Comment se fait-il que le principe de proportionnalité ne soit pas au premier plan aujourd’hui dans le débat public alors qu’il est sans doute incontournable pour juger du bien-fondé des mesures sanitaires prises par l’Etat français depuis le début de la crise ? Pour cet Etat, sa mobilisation serait le signe qu’il considère les citoyens comme des êtres doués de raison, invités à réfléchir sur la série des questions éthico-politiques ouverte par ce principe.
Le degré de coercition de l’action de l’Etat en matière de sécurité sanitaire (confinements, couvre-feux, obligation du port du masque, contrainte forte à la vaccination) est-il bien proportionné au degré de menace du virus et à la pleine garantie des droits fondamentaux des citoyens ?

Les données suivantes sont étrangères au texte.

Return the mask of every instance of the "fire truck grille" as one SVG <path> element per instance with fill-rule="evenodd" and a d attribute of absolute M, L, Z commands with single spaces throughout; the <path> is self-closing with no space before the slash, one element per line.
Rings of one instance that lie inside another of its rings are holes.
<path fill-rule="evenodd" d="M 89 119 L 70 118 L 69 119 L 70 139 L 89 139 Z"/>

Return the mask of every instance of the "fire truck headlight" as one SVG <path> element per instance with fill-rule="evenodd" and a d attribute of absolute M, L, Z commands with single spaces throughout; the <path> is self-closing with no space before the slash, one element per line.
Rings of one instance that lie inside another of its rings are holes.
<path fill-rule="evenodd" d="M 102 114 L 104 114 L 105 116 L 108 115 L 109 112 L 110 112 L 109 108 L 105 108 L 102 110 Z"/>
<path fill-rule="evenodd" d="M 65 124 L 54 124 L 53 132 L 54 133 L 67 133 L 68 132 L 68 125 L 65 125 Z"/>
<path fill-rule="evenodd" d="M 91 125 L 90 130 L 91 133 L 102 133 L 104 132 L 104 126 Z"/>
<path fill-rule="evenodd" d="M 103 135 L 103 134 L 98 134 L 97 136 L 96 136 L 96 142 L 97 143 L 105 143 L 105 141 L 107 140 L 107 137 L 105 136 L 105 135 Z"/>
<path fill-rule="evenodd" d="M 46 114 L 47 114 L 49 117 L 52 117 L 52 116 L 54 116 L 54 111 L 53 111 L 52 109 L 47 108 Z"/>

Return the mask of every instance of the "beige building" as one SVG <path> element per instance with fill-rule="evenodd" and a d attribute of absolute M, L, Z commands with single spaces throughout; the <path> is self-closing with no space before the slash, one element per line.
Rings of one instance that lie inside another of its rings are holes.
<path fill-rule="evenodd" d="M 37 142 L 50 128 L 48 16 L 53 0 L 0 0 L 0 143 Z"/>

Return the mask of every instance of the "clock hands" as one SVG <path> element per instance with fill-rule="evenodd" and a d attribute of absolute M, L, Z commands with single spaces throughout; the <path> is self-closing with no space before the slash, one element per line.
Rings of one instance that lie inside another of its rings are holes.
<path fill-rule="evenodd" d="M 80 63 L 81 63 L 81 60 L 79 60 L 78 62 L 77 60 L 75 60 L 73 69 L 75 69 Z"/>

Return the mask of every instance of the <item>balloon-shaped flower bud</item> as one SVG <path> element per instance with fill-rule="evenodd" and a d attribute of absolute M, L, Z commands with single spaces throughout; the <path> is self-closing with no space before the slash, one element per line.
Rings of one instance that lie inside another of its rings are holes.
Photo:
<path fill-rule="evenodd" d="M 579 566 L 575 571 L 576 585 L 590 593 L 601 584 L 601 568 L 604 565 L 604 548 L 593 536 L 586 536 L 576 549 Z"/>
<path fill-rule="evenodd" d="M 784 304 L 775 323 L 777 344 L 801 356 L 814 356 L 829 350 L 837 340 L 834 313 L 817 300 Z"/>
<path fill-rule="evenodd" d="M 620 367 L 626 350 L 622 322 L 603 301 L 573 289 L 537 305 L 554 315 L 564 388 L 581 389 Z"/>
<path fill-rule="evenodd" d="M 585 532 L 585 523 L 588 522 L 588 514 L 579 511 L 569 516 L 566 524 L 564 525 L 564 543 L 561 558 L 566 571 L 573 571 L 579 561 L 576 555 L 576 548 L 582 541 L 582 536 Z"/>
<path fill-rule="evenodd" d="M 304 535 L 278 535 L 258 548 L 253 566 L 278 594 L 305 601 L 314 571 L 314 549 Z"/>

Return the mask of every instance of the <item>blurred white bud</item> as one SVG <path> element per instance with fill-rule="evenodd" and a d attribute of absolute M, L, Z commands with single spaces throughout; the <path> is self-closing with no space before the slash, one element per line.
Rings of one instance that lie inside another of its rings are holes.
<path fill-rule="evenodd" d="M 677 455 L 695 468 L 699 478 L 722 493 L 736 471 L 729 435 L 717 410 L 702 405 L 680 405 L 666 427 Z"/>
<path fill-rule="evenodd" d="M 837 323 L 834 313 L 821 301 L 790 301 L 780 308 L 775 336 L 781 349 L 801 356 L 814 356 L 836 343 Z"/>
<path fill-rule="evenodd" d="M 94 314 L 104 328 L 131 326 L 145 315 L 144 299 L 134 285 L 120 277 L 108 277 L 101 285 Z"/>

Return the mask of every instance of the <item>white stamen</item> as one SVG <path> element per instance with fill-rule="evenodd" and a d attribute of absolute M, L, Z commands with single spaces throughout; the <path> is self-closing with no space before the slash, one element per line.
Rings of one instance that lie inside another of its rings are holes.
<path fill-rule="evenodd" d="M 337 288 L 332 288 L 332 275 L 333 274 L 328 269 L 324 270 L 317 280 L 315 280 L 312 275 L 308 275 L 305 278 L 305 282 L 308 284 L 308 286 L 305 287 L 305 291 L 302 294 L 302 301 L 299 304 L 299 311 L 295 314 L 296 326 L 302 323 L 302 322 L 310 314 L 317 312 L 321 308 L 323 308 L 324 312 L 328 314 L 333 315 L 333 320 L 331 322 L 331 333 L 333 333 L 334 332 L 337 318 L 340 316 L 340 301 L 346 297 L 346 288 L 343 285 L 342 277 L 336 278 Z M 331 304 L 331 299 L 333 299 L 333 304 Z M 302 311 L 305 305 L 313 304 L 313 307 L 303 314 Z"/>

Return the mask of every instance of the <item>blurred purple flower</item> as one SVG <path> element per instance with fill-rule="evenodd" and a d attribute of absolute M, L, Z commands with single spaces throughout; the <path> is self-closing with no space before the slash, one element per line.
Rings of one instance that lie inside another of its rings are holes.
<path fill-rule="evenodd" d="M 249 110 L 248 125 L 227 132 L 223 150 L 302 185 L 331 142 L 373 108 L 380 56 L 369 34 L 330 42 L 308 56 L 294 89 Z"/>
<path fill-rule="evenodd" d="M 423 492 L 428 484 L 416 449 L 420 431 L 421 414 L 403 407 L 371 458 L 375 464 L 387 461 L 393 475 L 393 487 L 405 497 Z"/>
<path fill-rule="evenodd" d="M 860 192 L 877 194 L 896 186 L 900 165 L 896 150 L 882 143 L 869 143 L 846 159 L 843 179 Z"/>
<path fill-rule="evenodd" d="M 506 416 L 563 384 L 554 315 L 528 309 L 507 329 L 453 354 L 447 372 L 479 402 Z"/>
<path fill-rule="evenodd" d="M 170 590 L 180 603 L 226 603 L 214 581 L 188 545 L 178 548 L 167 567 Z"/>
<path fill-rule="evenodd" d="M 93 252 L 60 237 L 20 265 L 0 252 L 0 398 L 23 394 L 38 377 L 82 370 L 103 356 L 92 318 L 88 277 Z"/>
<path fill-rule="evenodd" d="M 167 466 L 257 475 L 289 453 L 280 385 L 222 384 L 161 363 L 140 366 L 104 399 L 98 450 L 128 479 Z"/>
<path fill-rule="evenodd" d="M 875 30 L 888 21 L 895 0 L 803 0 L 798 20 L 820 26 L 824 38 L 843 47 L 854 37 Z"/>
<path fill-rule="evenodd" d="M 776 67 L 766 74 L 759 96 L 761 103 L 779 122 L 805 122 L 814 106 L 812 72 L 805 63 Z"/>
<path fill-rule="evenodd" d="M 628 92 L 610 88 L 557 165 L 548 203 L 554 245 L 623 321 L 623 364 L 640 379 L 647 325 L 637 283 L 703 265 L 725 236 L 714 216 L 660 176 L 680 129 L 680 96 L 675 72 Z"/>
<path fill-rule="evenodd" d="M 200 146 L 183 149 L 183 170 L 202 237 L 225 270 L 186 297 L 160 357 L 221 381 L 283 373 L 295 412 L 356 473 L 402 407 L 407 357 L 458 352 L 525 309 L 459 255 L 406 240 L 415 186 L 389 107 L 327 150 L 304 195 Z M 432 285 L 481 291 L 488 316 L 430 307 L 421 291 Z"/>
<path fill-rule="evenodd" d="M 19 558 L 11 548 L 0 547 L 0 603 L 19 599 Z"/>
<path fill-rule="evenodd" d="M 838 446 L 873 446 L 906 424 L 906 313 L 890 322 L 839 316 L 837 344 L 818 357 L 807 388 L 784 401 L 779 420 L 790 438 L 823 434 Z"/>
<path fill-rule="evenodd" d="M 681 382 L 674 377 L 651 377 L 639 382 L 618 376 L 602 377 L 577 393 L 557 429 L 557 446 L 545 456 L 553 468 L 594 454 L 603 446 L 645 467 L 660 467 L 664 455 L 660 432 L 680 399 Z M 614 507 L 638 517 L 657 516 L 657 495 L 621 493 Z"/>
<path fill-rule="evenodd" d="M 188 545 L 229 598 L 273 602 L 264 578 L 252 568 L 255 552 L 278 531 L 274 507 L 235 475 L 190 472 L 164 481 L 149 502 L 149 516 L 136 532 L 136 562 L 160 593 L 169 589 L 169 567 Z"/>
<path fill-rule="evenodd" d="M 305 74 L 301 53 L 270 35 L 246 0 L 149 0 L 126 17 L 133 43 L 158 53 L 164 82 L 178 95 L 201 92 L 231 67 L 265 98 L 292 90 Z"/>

Comment a été pensé, s’il a été pensé, l’équilibre entre les réponses apportées à la menace et les lourdes conséquences humaines et sociales de ces réponses, avec toutes les détresses qu’elles ont causées ? Comment a été pensé l’équilibre entre le souci de protection de la santé publique et la préservation des libertés élémentaires d’aller et venir, des droits sacrés de visiter les mourants et les personnes âgées, du droit de disposer de son propre corps en se faisant vacciner ou pas – bref, tout ce qui a été si gravement affecté ces derniers temps ?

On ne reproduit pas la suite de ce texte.